Bom dia povo!!!!! A vida começou cedo por aqui. Às 4h da manhã acordada e às 5h30 tomando café. A gente só ia sair às 7h30 mas acordamos cedo mesmo assim. Café da manhã low carb high fat, como deve ser. Agora deixa eu falar uma coisa sobre aquele “artesanato” de ontem. Gente, aquilo não é artesanato nem aqui nem na China. Ou melhor, é na China porque é tudo “made in China”. Li blogs falando dessas feirinhas, que eram ótimas e tal, fazendo até comparação entre elas... bobagem.. Se quiser comprar algo realmente artesanal fuja dessas feirinhas espalhadas por todos os cantos. Pesquise bem que você encontra algo de qualidade e preço justo. Vá nos lugares que você vê fazendo o produto e tenha bom senso. Se você acha que vai pagar 80 soles numa blusa de Alpaca está muito enganado

Bom, bora começar o dia.

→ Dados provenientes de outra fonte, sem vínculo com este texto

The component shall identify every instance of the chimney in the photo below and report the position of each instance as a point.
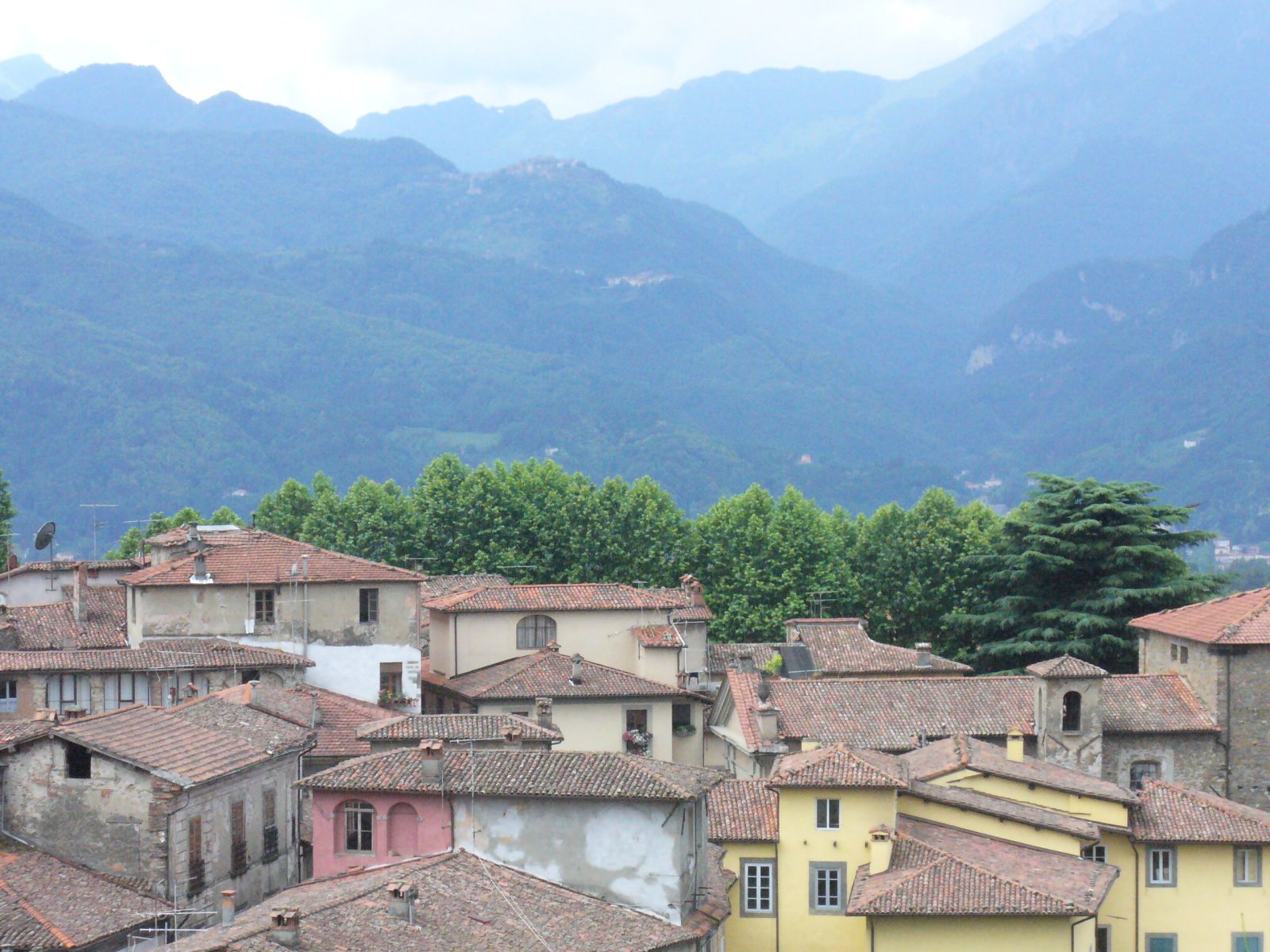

O Juan passou pra nos pegar às 7h30. Juan é um guia profissional que faz passeios privados além do transfer na chegada e na saída. Vi recomendações dele em outros blogs e decidi fechar com ele por três dias. No final eu faço uma avaliação e deixo o contato dele. Fomos para o norte de Cusco e paramos num mirante para ver o Vale Sagrado. Gente, que lugar maravilhoso e que paz que transmite.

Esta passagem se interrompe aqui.